The words landed somewhere deep in her chest, in the place she had sealed off years ago. She had spent six years building a life where she was the only protector, the only wall between Leo and the predators who would use him. She had convinced herself that Gideon Thorne was a ghost, a memory, a single night that had no claim on the future.
But ghosts didn’t bleed. And the man standing in front of her was bleeding in ways she could see.
“I’m sorry,” she said.
Gideon shook his head. “Don’t apologize. Not yet. First, we fix this.”
“We?”
“Dorian Pemberton thinks he has leverage. He thinks I’ll fold to protect my family.” A cold smile touched his lips. “He doesn’t know I’ve been fighting my way out of corners my whole life.”
He reached into his jacket and pulled out a slim leather folder. He tossed it onto her desk. It landed with a heavy thud.
“Open it.”
She did. Inside were pages of financial records, transaction logs, scanned documents with Pemberton Industries letterhead. She recognized the patterns of offshore accounts, shell corporations, the careful choreography of money being moved through shadows.
“What is this?”
“Evidence. Dorian has been siphoning funds from joint ventures for five years. It’s enough to bury him if it gets to the right people.” Gideon’s voice was flat, professional. “I’ve been building this case for two years. Waiting for the right moment.”
“You were already going to take him down.”
“I was already going to protect what’s mine. I just didn’t know the full extent of what that meant.”
She looked down at the documents, her fingers tracing the edges of the pages. A plan began to form in her mind. Fragments, possibilities, angles of approach.
“If we expose this now,” she said slowly, “he’ll retaliate. He’ll come for Leo.”
“Then we don’t expose it now. We use it to force his hand. Offer him a choice: back off, or we burn his entire empire to the ground.”
“He won’t back off.”
“No. He won’t.” Gideon’s voice hardened. “But it buys us time. And time is the only thing we can’t get back.”
She closed the folder. The weight of it felt enormous in her hands—the accumulated evidence of a man’s greed, the calculation of risk and reward, the fragile architecture of a plan that could save them or destroy them.
“I need to see him,” Gideon said.
Freya looked up.
“Leo,” he continued. “I need to see my son.”

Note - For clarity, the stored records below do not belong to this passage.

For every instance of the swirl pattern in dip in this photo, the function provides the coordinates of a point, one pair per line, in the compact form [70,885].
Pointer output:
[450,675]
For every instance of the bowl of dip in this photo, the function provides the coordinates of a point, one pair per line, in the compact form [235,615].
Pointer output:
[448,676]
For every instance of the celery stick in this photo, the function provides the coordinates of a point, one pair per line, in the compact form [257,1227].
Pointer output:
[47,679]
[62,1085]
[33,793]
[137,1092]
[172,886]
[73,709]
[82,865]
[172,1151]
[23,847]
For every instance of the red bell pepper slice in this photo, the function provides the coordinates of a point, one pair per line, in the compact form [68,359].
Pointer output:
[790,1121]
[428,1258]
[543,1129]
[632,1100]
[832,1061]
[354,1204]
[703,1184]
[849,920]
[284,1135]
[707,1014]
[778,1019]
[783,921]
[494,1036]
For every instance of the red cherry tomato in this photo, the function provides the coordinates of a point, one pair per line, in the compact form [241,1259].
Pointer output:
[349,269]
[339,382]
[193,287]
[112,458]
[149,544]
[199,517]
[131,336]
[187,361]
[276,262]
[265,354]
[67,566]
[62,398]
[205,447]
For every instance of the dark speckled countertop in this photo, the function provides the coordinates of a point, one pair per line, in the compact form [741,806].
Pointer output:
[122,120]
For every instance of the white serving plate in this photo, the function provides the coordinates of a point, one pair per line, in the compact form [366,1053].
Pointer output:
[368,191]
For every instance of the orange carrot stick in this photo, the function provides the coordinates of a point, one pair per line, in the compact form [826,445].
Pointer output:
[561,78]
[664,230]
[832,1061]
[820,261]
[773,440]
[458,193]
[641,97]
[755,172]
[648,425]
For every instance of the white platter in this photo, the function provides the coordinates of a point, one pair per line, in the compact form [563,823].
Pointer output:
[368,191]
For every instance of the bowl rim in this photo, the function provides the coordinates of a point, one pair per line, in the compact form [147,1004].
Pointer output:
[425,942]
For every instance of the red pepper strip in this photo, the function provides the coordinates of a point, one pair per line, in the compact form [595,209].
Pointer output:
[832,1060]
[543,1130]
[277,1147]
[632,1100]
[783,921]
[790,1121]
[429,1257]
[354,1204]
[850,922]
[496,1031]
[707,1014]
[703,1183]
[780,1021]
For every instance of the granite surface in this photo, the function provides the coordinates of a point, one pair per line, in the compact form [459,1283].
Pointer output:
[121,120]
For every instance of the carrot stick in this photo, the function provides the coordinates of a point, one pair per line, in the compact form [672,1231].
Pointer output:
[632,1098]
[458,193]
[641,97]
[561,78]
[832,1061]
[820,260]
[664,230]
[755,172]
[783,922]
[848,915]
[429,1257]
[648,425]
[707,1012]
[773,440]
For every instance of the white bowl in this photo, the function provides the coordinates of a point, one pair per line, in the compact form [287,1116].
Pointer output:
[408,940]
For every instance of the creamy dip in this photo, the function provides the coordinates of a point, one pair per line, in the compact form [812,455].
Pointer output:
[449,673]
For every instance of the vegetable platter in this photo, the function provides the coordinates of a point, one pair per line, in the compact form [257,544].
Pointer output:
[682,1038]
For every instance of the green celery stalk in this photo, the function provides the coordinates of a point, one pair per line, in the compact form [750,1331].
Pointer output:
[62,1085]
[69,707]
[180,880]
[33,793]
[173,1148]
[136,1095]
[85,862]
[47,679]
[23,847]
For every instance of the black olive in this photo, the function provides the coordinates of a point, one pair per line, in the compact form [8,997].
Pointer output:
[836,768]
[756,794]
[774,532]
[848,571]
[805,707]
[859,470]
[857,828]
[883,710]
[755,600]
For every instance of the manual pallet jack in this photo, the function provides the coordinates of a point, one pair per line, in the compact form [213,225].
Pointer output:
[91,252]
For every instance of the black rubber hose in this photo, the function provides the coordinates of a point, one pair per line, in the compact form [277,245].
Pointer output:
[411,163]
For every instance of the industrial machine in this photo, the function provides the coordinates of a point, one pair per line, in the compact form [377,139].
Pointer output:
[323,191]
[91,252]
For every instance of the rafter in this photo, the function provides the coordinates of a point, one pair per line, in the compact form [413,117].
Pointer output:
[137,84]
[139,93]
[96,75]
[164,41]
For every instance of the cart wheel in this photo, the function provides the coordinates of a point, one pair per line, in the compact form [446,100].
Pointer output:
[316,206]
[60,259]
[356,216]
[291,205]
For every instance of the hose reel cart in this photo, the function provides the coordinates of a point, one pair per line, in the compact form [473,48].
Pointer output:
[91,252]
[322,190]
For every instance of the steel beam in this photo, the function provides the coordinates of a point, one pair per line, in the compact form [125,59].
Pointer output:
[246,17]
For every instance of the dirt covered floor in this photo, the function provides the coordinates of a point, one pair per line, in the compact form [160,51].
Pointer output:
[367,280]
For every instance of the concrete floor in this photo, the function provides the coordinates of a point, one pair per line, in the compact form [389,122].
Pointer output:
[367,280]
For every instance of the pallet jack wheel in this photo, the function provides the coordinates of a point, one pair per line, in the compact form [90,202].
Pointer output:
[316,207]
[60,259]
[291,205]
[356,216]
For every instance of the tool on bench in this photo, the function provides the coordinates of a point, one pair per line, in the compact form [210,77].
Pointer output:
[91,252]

The request was simple. Reasonable. And it terrified her.
“Not yet.”
“Freya—”
“He doesn’t know you exist. I’ve told him his father was someone I loved, but that we couldn’t be together. I didn’t tell him the truth because I didn’t want him to carry the weight of this.” She gestured at the folder, at the world it represented. “He’s seven years old. He draws pictures of dinosaurs and wants to be an astronaut. He doesn’t know about cartels or corporate warfare or the Pembertons.”
“He has a right to know.”
“He has a right to be safe.”
They stood facing each other across the desk, two people bound by a child they had created on a night neither had been prepared for.
“I made a choice for my son,” she whispered, tears streaming. “And now Dorian Pemberton knows about him? Your silence just signed a death warrant on us all.”